On 11 March 2015, the BMA Council completed its examination of two sets of legislative proposals on the NHS set out in Private Member’s Bills before the House of Commons. The purpose of its examination was to analyse the NHS (Amended Duties and Powers) Bill, presented by Labour MP Clive Efford and supported by 11 Labour MPs (the ‘Efford Bill’, which is about to lapse in its committee stage after weeks of filibustering by Tory MPs); and the proposed NHS Reinstatement Bill subsequently presented – on 11 March 2015 – as the NHS Bill by Green MP Caroline Lucas and supported by 11 Liberal Democrat, Labour, SNP and Plaid Cymru MPs; and then to compare the provisions of these Bills with current BMA policies.

BMA Council established a large working group to identify which proposals in the Bills were in line with and would further BMA policies. In response to the reports of that working group the Council unanimously agreed to support legislation which furthers implementation of strong and clear policies of the Association concerning:

  • Restoration of the Secretary of State’s duty:
    • to provide and secure provision of services in accordance with the National Health Service Act 2006 for the purpose of the comprehensive health service that it is his or her duty to promote, and
    • to provide listed services throughout England under section 3 of that Act.
  • Limits on the Secretary of State’s powers over operational matters and day-to-day running of the health service.
  • Abolition of the purchaser-provider split, the internal and external http://premier-pharmacy.com/product/viagra/ market and competition.
  • The ending of PFI in the NHS.
  • The exemption of the NHS from TTIP.
  • The moral unacceptability of the Immigration Health Charge.
  • Ensuring public accountability.
  • Supporting national terms and conditions for the NHS.
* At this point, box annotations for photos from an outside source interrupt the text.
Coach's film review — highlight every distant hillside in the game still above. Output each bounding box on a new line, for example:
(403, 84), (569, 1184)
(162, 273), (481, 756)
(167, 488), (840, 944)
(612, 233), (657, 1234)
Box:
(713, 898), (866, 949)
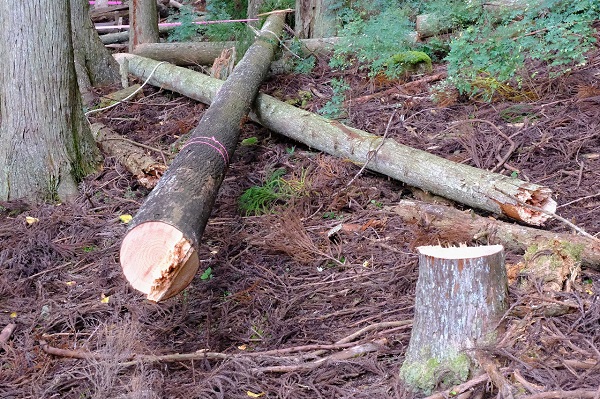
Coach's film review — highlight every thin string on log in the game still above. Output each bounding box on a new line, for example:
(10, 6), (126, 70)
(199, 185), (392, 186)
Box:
(181, 136), (229, 165)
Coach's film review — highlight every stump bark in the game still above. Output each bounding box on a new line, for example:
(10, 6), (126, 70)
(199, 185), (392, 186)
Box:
(400, 245), (508, 393)
(120, 13), (284, 301)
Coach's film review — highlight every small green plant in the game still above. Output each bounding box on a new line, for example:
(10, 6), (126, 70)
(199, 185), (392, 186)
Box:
(329, 5), (414, 77)
(200, 267), (213, 280)
(384, 50), (432, 76)
(446, 0), (600, 101)
(240, 137), (258, 147)
(319, 78), (350, 119)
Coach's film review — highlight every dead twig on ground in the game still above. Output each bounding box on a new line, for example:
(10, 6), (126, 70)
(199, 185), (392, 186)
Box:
(451, 119), (517, 172)
(344, 72), (446, 106)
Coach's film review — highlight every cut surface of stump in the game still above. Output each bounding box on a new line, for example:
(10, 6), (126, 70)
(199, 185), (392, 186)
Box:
(400, 245), (508, 393)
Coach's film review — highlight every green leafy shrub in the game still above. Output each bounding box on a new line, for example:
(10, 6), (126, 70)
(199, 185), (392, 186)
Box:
(446, 0), (600, 100)
(330, 6), (414, 76)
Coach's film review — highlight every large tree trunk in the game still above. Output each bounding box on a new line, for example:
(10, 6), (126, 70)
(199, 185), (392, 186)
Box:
(118, 54), (556, 225)
(120, 13), (285, 301)
(129, 0), (158, 51)
(400, 245), (508, 393)
(0, 0), (98, 205)
(70, 0), (121, 103)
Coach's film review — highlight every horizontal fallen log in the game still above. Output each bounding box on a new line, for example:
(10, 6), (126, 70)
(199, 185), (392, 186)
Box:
(115, 54), (556, 225)
(119, 13), (285, 302)
(390, 200), (600, 270)
(91, 123), (167, 188)
(133, 37), (339, 66)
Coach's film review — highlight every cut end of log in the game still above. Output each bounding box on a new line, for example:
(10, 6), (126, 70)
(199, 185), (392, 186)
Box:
(417, 245), (504, 259)
(500, 184), (557, 226)
(120, 222), (200, 302)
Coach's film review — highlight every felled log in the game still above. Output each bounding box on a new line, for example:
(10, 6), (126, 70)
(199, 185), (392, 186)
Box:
(117, 54), (556, 225)
(120, 13), (284, 301)
(133, 37), (339, 66)
(390, 200), (600, 270)
(400, 245), (508, 394)
(90, 123), (167, 188)
(90, 4), (129, 22)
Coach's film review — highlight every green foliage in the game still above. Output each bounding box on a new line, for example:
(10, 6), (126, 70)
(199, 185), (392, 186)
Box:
(167, 5), (201, 42)
(319, 78), (350, 119)
(385, 50), (432, 76)
(258, 0), (296, 14)
(239, 169), (308, 216)
(447, 0), (600, 100)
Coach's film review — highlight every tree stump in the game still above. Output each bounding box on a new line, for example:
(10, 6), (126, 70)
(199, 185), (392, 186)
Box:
(400, 245), (508, 394)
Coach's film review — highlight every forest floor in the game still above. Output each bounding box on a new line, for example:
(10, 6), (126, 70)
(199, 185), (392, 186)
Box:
(0, 41), (600, 399)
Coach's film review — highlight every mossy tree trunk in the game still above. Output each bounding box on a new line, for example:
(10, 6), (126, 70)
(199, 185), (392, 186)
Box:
(120, 13), (285, 301)
(71, 0), (121, 104)
(0, 0), (98, 202)
(400, 245), (508, 394)
(129, 0), (158, 52)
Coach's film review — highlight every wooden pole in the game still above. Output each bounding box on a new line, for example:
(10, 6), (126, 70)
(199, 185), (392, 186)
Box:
(133, 37), (339, 66)
(400, 245), (508, 394)
(120, 13), (284, 301)
(116, 54), (556, 225)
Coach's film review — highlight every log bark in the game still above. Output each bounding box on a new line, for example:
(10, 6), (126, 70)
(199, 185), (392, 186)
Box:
(71, 1), (121, 103)
(390, 200), (600, 270)
(133, 37), (339, 66)
(400, 245), (508, 394)
(129, 0), (158, 51)
(120, 13), (285, 301)
(113, 54), (556, 225)
(100, 26), (173, 44)
(90, 123), (167, 188)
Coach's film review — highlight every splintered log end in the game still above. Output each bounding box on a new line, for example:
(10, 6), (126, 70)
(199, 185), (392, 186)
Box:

These closely reflect the principles of the NHS Bill put before Parliament (http://www.nhsbill2015.org/the-bill/ ) and the principal points of the Campaign for the NHS Bill (http://www.nhsbill2015.org ). Doctors for the NHS supports the NHS Bill.

The BMA Council also unanimously insisted that where legislation to abolish the purchaser-provider split, the internal and external market and competition involves structural changes the legislation must be implemented in a flexible and devolved way to minimize concerns about potential disruption that might result from implementation of those policies.

But, to date, the BMA website news section has remained silent on this decision in what should be a critical and important area of policy. Despite reporting on Dr Clive Peedell’s lecture on 16 March and stating ‘Removing the commercial market in healthcare is affordable and will safeguard the future of the NHS, a BMA lecture heard’; and further reporting on 23 March  that ‘Parliamentary candidates in Bedford have set out their parties’ policies for health in the first of a series of local hustings organised by the BMA’. Two obvious opportunities to point to the BMA’s laudable decision in backing the principles of the NHS Bill. Principles which would safeguard the NHS from future fragmentation and cherry-picking privatisation: if only enough people get to hear about them.

Professor Allyson Pollock is Professor of public health research and policy at Queen Mary, University of London; and Chair of the Campaign for the NHS Bill:

“The Representative Body and BMA Council have made themselves clear.  BMA members should be writing to their parliamentary candidates to ask them to support legislation in line with BMA members’ strong and clear policies.”